3. Patient #22, a 51 year old, presented to the emergency room (ER) on 5/27/2010 at 13:14 with a chief complaint of abdominal pain. The ER physician Dr.I documented "symptoms located in the abdomen but are generalized, without localization. Patient describes quality of symptoms as aching, cramping. Patient states symptoms are of moderate intensity. On 0 to 10 scale, patient rates pain as 7/10 at this time". Dr. I documented on physical examination: "Abdomen: Mild diffuse tenderness without localization. Bowel sounds are normoactive." Diagnostic tests were performed and documented as follows: Hct 36.7, Hgb 12.6, Platelets 390-all reviewed as normal. Computerized Tomography (CT) scan results were as follows: "Abdomen/Pelvis--Study done without contrast. Consistent with acute appendicitis. Dr. I documented in the "past medical and surgical history" the following: "positive gall stones removed, past medical and surgical history reviewed." Dr. I documented in the "family and social histories, allergies and meds section: "Medications: none 000, Medications reviewed". The preassessment form (triage) in the "pre-hospital tratment" section there is "2 aspirin" listed. In this same section there is "past medical history: gallstones removed, no etoh, no some" documented.

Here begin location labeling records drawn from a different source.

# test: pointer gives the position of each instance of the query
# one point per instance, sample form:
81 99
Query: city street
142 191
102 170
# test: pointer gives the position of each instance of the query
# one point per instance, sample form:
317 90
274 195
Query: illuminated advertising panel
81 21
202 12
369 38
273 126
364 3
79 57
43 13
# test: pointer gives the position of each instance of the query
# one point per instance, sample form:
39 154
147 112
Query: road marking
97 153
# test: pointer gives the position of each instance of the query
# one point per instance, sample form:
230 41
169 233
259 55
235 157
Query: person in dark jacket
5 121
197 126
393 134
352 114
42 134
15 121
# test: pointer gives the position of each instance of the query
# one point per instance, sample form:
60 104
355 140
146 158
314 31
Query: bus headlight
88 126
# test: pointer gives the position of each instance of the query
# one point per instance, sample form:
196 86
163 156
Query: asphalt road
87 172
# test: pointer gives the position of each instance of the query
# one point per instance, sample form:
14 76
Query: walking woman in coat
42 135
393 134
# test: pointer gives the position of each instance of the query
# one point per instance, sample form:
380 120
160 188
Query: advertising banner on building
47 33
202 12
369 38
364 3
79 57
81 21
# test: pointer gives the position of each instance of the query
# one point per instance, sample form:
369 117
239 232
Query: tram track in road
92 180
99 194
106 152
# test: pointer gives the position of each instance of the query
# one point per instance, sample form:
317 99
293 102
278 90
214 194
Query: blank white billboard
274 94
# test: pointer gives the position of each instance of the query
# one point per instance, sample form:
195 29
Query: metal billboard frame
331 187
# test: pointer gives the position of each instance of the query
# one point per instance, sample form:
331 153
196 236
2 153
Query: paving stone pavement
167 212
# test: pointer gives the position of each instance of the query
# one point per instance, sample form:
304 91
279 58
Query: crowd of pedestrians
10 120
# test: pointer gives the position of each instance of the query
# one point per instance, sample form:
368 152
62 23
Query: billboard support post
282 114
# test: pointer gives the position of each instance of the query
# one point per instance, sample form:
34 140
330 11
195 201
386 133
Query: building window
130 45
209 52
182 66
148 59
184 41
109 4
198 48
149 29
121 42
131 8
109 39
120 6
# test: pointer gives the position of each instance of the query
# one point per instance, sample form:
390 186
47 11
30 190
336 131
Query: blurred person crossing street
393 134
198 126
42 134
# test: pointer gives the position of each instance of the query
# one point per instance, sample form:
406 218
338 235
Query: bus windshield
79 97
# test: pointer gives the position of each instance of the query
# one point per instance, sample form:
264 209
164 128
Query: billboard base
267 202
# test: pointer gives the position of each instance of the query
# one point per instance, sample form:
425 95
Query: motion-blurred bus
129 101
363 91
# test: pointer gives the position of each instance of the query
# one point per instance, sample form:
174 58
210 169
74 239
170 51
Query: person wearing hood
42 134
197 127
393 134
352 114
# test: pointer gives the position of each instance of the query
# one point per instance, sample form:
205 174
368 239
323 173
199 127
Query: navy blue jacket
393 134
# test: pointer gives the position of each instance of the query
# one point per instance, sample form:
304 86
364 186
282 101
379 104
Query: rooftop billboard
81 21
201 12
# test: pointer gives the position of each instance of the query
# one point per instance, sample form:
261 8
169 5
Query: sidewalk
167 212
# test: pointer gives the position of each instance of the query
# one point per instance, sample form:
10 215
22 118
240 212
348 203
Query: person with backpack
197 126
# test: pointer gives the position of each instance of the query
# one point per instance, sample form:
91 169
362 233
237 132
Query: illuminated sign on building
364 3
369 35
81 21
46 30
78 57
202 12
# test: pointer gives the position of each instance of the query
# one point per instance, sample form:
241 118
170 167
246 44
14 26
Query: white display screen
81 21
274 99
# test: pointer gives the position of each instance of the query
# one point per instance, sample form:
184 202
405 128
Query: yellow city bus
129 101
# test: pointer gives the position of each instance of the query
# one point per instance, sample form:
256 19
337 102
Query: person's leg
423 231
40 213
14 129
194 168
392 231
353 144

Dr. I documented at 15:28 on 5/27/2010, "case discussed with Dr. C. He recommends transfer of the patient to another facility because the pt has taken two 325 mg asa (aspirin) and needs to be at a facility that has platelets readily available. Dr.C was not available for interview at the time of survey. Surveyors reviewed findings at the exit conference on 7/14/2010 at which time Staff D was informed a faxed statement could be sent to the Department.
On 7/14/2010 the Department received a faxed statement signed by Dr. C in which it is documented: "Regarding the case of Pt. #22 and the question of transfer, it was detailed in her history that she was currently on antiplatelet therapy and full strength aspiring. Standard of care dictates that these patient have platelets readily available and infuisng at the time of incision. With her diagnosis of acute appendicitis and her history of multiple abdominal procedures she was not a candidate for a laparoscopic procedure. A follow-up call was placed to Staff #D the afternoon of 7/14/2010. Surveyors left a message and asked if there were any other medical records or chart documents to coincide with Dr. I's faxed documentation. On 7/16/2010 at 10:33 am Staff #D returned call and stated there were no further documents.Review of Dr. I indicates he was credentialed and privileged to perform an appendectomy.